Synchronization between Atlas and Device Sync has been stopped, due to error:
failed to register trigger after 10 attempts: recoverable event subscription error encountered: (BSONObjectTooLarge) PlanExecutor error during aggregation :: caused by :: BSONObj size: 17206212 (0x1068BC4) is invalid. Size must be between 0 and 16793600(16MB) First element: _id: { _data: “826386F28C000000172B022C0100296E5A1004433CBC7ED98647F188BBE90FB8FA55E2463C5F6964003C42543248000004” }

This is unfortunately a long-standing limitation with MongoDB Change Streams where the limit of a document is 16 MB but the limit for a Change Event is also 16 MB. This means that if you have a document that is say 14 MB and you update a large field (say 4 MB), then the change event will contain the PreImage (14 MB) and the Update Description (4 MB) and the Change Event will be 18MB.

It seems like it should be possible to just “skip” this event, but unfortunately due to the way that MongoDB handles these, it is actually impossible to move past this event without the possibility of skipping events. Additionally, we cant be sure which object caused this issue (since we cant see the full event), so we would “lose” those changes and could end up corrupting data by applying changes to stale objects.

The MongoDB server team is in the process of fixing this, and once they have completed the work we will enable users who are on the most recent version of MongoDB (likely 7.0) to be able to move past this error.

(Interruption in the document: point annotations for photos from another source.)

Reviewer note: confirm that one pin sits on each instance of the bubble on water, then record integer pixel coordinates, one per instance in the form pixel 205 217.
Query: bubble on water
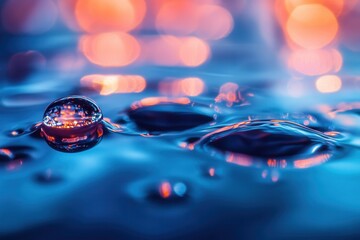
pixel 270 143
pixel 48 177
pixel 72 124
pixel 159 115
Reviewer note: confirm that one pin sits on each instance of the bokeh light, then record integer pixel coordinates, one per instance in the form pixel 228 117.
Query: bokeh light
pixel 112 49
pixel 109 15
pixel 30 16
pixel 328 84
pixel 111 84
pixel 312 26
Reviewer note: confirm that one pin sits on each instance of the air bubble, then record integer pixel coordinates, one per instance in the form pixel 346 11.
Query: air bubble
pixel 72 124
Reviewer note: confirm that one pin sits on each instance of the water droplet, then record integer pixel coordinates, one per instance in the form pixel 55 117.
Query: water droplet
pixel 169 192
pixel 159 115
pixel 6 155
pixel 48 177
pixel 13 157
pixel 32 129
pixel 72 124
pixel 271 143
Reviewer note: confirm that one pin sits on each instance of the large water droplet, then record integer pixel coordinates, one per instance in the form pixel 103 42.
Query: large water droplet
pixel 271 143
pixel 159 115
pixel 72 124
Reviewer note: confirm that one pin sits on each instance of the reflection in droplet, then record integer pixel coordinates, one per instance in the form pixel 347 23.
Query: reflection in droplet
pixel 271 143
pixel 24 131
pixel 157 115
pixel 72 124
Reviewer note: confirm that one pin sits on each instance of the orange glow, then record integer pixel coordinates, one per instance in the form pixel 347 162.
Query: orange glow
pixel 112 49
pixel 110 84
pixel 191 86
pixel 109 15
pixel 30 16
pixel 67 12
pixel 165 190
pixel 312 26
pixel 328 84
pixel 151 101
pixel 215 22
pixel 239 159
pixel 181 17
pixel 315 62
pixel 194 51
pixel 309 162
pixel 212 172
pixel 177 17
pixel 336 6
pixel 176 51
pixel 168 46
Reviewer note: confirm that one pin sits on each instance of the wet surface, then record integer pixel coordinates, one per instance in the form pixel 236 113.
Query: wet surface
pixel 225 140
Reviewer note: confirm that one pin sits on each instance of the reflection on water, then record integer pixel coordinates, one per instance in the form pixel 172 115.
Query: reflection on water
pixel 72 124
pixel 271 143
pixel 219 119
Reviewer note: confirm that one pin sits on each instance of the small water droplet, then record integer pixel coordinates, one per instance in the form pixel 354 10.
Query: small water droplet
pixel 48 177
pixel 169 192
pixel 6 155
pixel 159 115
pixel 72 124
pixel 13 157
pixel 270 143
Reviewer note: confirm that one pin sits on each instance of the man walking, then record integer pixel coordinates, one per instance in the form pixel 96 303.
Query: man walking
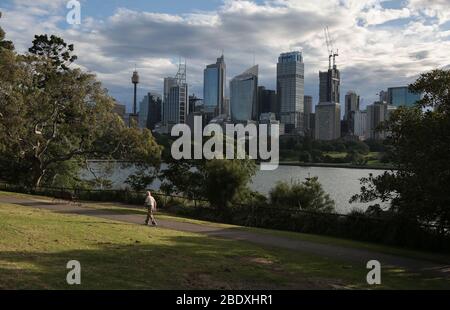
pixel 150 204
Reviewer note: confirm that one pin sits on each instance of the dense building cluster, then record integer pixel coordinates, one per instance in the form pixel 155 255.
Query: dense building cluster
pixel 287 106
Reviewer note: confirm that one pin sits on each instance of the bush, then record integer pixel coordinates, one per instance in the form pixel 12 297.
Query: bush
pixel 308 195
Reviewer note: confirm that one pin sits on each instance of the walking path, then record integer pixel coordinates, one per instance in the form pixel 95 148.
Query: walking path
pixel 350 255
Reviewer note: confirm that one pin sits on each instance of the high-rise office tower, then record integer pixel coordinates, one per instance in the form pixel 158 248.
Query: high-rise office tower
pixel 150 111
pixel 176 102
pixel 307 110
pixel 290 90
pixel 154 110
pixel 402 96
pixel 169 82
pixel 383 96
pixel 214 80
pixel 330 82
pixel 243 92
pixel 328 121
pixel 143 112
pixel 377 113
pixel 133 117
pixel 359 124
pixel 267 101
pixel 351 104
pixel 328 111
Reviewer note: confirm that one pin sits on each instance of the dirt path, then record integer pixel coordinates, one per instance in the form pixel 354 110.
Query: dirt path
pixel 355 256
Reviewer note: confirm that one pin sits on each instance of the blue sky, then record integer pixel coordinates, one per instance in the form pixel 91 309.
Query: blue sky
pixel 381 43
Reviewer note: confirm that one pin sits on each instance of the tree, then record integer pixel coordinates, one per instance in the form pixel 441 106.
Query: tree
pixel 419 145
pixel 51 114
pixel 54 50
pixel 308 195
pixel 219 181
pixel 6 45
pixel 225 180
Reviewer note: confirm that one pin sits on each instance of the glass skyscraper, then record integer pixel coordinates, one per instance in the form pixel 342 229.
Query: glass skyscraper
pixel 291 89
pixel 214 79
pixel 243 91
pixel 401 96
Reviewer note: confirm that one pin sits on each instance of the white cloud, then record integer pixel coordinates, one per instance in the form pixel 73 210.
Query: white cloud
pixel 373 56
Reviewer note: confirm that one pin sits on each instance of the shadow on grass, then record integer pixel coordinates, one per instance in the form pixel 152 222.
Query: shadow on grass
pixel 175 263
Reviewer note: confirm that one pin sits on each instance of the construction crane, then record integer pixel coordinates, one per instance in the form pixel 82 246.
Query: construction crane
pixel 330 47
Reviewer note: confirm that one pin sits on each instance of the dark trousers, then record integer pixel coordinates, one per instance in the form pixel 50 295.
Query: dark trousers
pixel 150 216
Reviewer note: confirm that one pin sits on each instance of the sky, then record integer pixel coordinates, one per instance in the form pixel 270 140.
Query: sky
pixel 381 43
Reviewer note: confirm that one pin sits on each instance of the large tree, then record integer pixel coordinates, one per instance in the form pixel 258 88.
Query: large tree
pixel 51 113
pixel 419 145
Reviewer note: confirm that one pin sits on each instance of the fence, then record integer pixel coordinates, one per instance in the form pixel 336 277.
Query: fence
pixel 391 230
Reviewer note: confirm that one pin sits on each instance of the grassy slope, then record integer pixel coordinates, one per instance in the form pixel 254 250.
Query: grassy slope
pixel 439 258
pixel 35 246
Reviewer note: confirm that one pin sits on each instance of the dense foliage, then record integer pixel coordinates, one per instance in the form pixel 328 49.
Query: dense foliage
pixel 52 114
pixel 419 145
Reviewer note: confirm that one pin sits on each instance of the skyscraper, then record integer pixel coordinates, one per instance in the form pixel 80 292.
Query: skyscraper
pixel 133 117
pixel 330 85
pixel 307 110
pixel 176 102
pixel 214 80
pixel 328 121
pixel 360 124
pixel 351 104
pixel 328 111
pixel 401 96
pixel 143 112
pixel 169 82
pixel 154 110
pixel 150 111
pixel 377 113
pixel 267 101
pixel 290 90
pixel 243 92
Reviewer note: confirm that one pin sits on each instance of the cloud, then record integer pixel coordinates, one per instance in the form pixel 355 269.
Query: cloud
pixel 373 54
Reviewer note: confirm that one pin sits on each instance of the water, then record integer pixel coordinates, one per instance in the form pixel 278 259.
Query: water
pixel 340 183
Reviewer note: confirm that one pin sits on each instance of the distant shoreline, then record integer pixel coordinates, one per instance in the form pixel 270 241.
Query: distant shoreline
pixel 331 165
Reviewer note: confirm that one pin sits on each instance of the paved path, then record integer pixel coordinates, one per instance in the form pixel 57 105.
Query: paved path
pixel 350 255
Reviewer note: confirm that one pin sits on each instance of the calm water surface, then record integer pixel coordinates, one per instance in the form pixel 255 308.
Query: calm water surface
pixel 339 183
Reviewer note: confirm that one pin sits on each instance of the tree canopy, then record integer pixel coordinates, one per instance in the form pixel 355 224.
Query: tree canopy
pixel 419 144
pixel 52 113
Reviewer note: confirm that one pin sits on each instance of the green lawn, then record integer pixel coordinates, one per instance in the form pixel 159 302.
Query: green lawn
pixel 434 257
pixel 35 246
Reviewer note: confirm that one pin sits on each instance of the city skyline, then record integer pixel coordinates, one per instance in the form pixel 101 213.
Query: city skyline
pixel 381 43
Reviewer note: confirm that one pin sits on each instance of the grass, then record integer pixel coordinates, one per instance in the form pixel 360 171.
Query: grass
pixel 127 209
pixel 433 257
pixel 35 246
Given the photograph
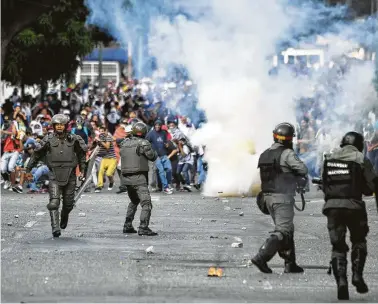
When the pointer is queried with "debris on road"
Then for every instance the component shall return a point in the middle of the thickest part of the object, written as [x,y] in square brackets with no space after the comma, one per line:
[215,272]
[150,250]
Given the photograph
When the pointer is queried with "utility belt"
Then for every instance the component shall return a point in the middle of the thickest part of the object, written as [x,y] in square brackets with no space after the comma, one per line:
[12,151]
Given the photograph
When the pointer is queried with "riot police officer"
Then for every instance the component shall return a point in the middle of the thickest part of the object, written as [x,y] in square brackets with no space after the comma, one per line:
[135,154]
[346,176]
[63,152]
[281,172]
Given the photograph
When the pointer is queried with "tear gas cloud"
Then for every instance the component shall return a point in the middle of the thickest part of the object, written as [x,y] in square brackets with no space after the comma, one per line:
[225,46]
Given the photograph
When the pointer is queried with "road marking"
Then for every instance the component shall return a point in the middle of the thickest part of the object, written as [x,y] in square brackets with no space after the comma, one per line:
[18,235]
[30,224]
[267,285]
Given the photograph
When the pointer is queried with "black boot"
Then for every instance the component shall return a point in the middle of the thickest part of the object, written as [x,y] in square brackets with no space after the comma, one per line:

One thing that could be helpful is to identify which documents are causing this issue. I have found this query to be helpful for identifying large documents in a collection:

	{ $project: { max: { $bsonSize: "$$ROOT" } } },
	{ $sort: { max: -1} },
	{ $limit: 10 },

I was able to decode the resume token you posted which has the following information:

    "clusterTime": Timestamp(1669788300, 23),
    "clusterTimeReadable", "2022-11-30T06:05:00Z",
    "version": 1,
    "tokenType": "EventToken",
    "txnOpIndex": 0,
    "fromInvalidate": false,
    "uuid": "433cbc7e-d986-47f1-88bb-e90fb8fa55e2",
    "eventIdentifier": {"_id":"BT2H"}

My bet would be that the object causing the issue is {"_id":"BT2H"} (cant find which namespace though). It is not for certain this is the document causing issues, but it is very likely that it is.